Is there any way to query the names of past members?

Sort:
ian-rastall

I'm trying to build backward on to a series of databases that start at 2021, that someone else has put together. One PGN database for each month, approx. 3-4GB each, starting at 1950 elo. I was able to query for all the names of titled players, and along with just brute-forcing the copy and paste thing with the leaderboard, gathered about 21,000 names that stretch back to 2300 elo. (Since my own project using that series of big PGNs already filters starting at 2300, that works just fine.) I built query URLs for each name and downloaded them one-at-a-time in a download manager. Only half of these URLs returned PGNs for 2020-12 and 2020-11, and I expect the problem will only get worse as I go further back in time.

Is there any way to find out who used to be a member here? I realize that many of the names would belong to banned players, but also just people who've decided to go elsewhere. It would be pretty hard to do it manually, and I can't think of how to do that anyway.

sjbfan

Yes you can first use the profile endpoint https://api.chess.com/pub/player/sjbfan and get the "joined" timestamp. Then at least you'll know which accounts existed when.
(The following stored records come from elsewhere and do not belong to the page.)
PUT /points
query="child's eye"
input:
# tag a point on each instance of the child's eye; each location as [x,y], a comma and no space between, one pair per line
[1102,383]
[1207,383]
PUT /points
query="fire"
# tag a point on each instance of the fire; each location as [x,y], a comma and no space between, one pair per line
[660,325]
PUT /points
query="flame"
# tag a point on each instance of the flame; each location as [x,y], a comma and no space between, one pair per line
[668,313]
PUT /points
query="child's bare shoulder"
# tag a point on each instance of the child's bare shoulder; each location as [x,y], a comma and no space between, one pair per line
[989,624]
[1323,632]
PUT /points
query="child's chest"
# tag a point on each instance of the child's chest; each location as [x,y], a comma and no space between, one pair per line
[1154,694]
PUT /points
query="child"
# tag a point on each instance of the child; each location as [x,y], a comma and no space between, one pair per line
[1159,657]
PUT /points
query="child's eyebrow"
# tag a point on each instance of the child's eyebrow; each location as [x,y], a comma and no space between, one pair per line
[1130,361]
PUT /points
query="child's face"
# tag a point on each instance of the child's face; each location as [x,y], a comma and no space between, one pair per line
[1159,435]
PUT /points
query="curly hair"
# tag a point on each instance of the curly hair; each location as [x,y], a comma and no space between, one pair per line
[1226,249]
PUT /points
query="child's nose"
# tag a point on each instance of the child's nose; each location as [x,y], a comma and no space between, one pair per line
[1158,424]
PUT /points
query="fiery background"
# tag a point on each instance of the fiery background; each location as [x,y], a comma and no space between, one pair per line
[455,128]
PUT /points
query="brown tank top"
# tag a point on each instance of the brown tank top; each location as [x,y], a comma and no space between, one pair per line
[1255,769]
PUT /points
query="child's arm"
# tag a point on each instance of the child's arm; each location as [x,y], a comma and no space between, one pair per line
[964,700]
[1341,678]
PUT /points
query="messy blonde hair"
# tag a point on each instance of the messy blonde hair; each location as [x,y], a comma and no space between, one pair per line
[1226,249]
But that doesn't solve the problem that some people may have created an account but may not have archives for specific months because they haven't played.

The best way to solve this would just be to get the available archives first for each username, then you know for sure they exist and then download them. https://api.chess.com/pub/player/{username}/games/archives

ian-rastall

I need to explain myself more fully. I'm looking for past accounts. It's not going to get me very far to look at the leaderboard for 2024-07 and apply those names to 2020-12. Many of them hadn't gotten here yet, and many names have dropped off since then that would no longer be on the leaderboard.

All I'm looking for is a list of names, so I can build URLs for each month. I do realize that some of those blank PGNs are due to the fact that that player hadn't been playing that particular month. But there must also be a ton of players who have fallen through the cracks. The only way I can think of doing it right now is to build what I can of the 2020-12 PGN database (which is still pretty substantial) and then list all the player names for every game, take out all the duplicates, and theoretically I'll start getting names of high-rated players from back then, regardless of whether or not they appear on the leaderboard anymore.

ImperfectAge

Does the unique player_id field help? You would probably need to have all the old ones already recorded.

https://www.chess.com/news/view/published-data-api#pubapi-endpoint-player

ian-rastall

In case anyone is curious, this is how you build a Chesscom Elite Database to rival the Lichess Elite Database. You strip the names out of the giant PGNs you build. The more games you collect, the more names you can strip out. My way right now is to use Ordoprep to simplify the PGNs, and then simple regular expressions to make just a list of names. From there, you can build a bigger db and get more names. Eventually you will have a list of usernames that are all attached to highly-rated players.